In these first 3 years of Horizon 2020, a total of 2.648 proposals were submitted to the FET-Open programme and covered a wide range of disciplines: from Physics to Life Sciences, from Information Sciences and Engineering to Chemistry. Most proposals show indeed high degree of interdisciplinarity.

During my presentation I will focus on Research and Innovation-Actions (RIA) and the so-called "gatekeepers" that every excellent proposal should address. I will then present the evaluation process that allows the selection of the best proposals, resulting in a continuously growing portfolio of high quality interdisciplinary projects. I will conclude providing some statistics in terms of country and organization participations, scientific fields covered and interdisciplinarity.

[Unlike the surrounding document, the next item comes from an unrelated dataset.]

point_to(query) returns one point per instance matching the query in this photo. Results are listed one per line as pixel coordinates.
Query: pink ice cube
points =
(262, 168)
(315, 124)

Salvatore Spinello started his Ph.D. in Computer Science in 1997 at the University of Catania (Italy). He moved to Germany in 1999 where I finished his Ph.D. in collaboration with the University of Erlangen-Nuremberg. He then moved to London for his first Post-Doc (UCL) and after one year to Bordeaux (France) for his second Post-Doc (Inria). In 2004 he joined a small company, the French leader in the distribution of Virtual Reality's products. He held the position of Director of the R&D Department managing two European Projects.

In 2006 he joined Inria, the French Institute for Research in Computer Science and Control. He was in charge of identifying knowledge and technologies from research teams which were transferable to the external world (both industry and academic partners), enabling the transfer typically through licensing or joint R&D projects, protecting whenever appropriate the underlying intellectual property. He was also in charge of activities which aimed to facilitate the participation of researchers to National and European collaborative projects.

In 2013 he took the position of Project Officer at the Aquitaine Regional Council (France). He negotiated grant agreements; he monitored his portfolio from administrative, financial and technical aspects; he assessed technological progress and the fulfilment of contractual obligations; he managed the correct use of resources allocated to the projects, ensuring that the work was been carried out as planned; he monitored the overall performance (technical, dissemination, exploitation) and the strategic impact of projects.

In 2015 he joined the Research Executive Agency as Research Programme Officer where he is participating to the evaluation and selection of proposals submitted to the FET Open Programme and monitoring several funded projects.

Richard Wheeler

Edinburgh Scientific

Hints on how to write a successful project proposal

EU Funding has never been more important, nor harder to get. In this very practical talk, Richard Wheeler will provide an insider's view to securing European Union funding, including tips and tricks on good proposal writing, what really happens in EU review meetings, why most proposals fail, good project management methods, and more. Attendees will have the opportunity to ask questions and discuss their ideas in an informal workshop environment.

Topics will include:

  • What makes a good consortium
  • Why proposals fail
  • The EU review process
  • What makes good proposal writing
  • Getting started
  • Writing: Science and Technology
  • Writing: Knowledge Transfer
  • Writing: Exchange Programmes
  • Writing: Management and Implementation
  • Writing: Impact
  • Writing: Exploitation
  • Writing: Dissemination

Richard Wheeler is a specialist in artificial intelligence and computer science who has worked for the World Health Organisation in Geneva and The University of Edinburgh, and been a research manager at laboratories in Brussel s in Vienna. He currently runs a private scientific consultancy (Edinburgh Scientific) serving academic and industrial clients across Europe. He is active in the field of renewable energy and scientific management, acts as a chair in a number of EU funding schemes, and recently completed a book “Success with EU Proposals”.